On y recevait souvent du monde, comme si la belle société lilloise libérée des contraintes du boulot n'avait rien de plus pressé que de se reformer à la campagne.
Le notaire de Clément avait une paire de jumelles (des filles) qui avaient l'âge de Stéphanie
ma soeur et par conséquent d'Alex.
Nous devions après déjeuner occuper comme il se devait ces demoiselles; Alex ayant à coeur de se comporter avec toute la courtoisie de "fils du maître des lieux" même si la perspective de
sacrifier une après-midi de lecture , d'observations de la faune ou de bricolage à ces "dindasses" le motivait à peu près autant qu'une séance chez l'orthodontiste.
Moi, je ne les connaissais pas; mais la rapidité avec laquelle elles se sont trouvées quantité de points communs et d'affinités avec Stéphanie m'ont fait craindre le pire... Dès le déjeuner
d'ailleurs, je le sentais supérieurement agacé par leurs minauderies et gloussements de bonnes citadines, mais comme dirait Lew et pas seulement lui d'ailleurs: "Keep a stiff upper lip"...
La visite bruyante et fort peu discrète des étages s'est poursuivie par une partie de cache-cache initiée par ma chère soeur. Bien entendu , mon ami s'est aussitôt retrouvé affublé du rôle de
satyre de service et le coup d'oeil que nous avons alors échangé en disait long . Jusqu'à quelle heure le tourment imposé par la bienséance familiale s'éterniserait-il?
Jusqu'à ce que la fragile limite soit atteinte.

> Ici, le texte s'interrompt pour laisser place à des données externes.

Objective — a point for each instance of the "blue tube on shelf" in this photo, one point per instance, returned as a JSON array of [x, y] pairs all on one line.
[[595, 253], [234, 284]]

Les dindasses ne savent ni se dissimuler corecctement, ni réfréner leurs stupides bruits de gorges ou battements d'ailes atrophiées. Le relais fut vite pris par une belle tenante de la basse-cour
qui s'est précipitée partout dans les chambres comme si on l'avait aspergée de gaz lacrymogène, et dans ses improductifs brassements d'air elle a commis la très lourde erreur de faire tomber le
téléscope d'Alex.
Ouh là là...Casus Belli???
J'eus aussitôt dans l'idée de me réfugier très lâchement au jardin où les parents se servaient leur énième pousse-café, mais je n'en ai pas eu le temps. Mimant fort bien la plus haute
contrariété, Alex s'est précipité sur le précieux objet, qu'il a pris sous son bras avant de s'enfermer au grenier pour le reste de l'après-midi.
En réalité, il n'y eut aucune casse véritable, mais c'était là un excellent prétexte pour laisser tout en plan et ne réapparaître qu'après l'envol des disgracieux volatiles...
Car Alex a tout de même beaucoup de chance. Son père a toujours considéré ses sautes d'humeur comme chose sacrée et jusqu'à son coming-out s'est fait une règle d'or de contrarier son fiston le moins possible.
J'ai donc été la victime des dernières heures; la petite qui ne comprend rien à rien et dont on se fout ouvertement car sur bien des choses cruciales dans la vie d'une jeune demoiselle, elle est
d'une naïveté consternante!
Lui n'a même pas daigné réapparaître lorsqu'on a servi les glaces dehors, c'est vous dire...
Quelques heures plus tard, nous nous sommes retrouvés au jardin à nous empiffrer des restes et à ricaner tout aussi bêtement que nos indésirables invitées.
" Il devrait y avoir un Dieu pour empêcher les honnêtes personnes de se retrouver dans des situations pareilles!" ai-je alors dit, tout de même soulagée que ce fut fini. Dernièrement il m'a
rappelé ce très existentiel cri du coeur sans se souvenir pourtant de sa réponse.
" Moi je n'ai pas vraiment besoin d'un dieu, juste un super-anti-filles-chiantes pour balayer tout ça quand on en a envie..."
D'un revers de cape? Et bien malgré la suite des événements, ce surhomme n'a toujours pas été trouvé, mon vieux!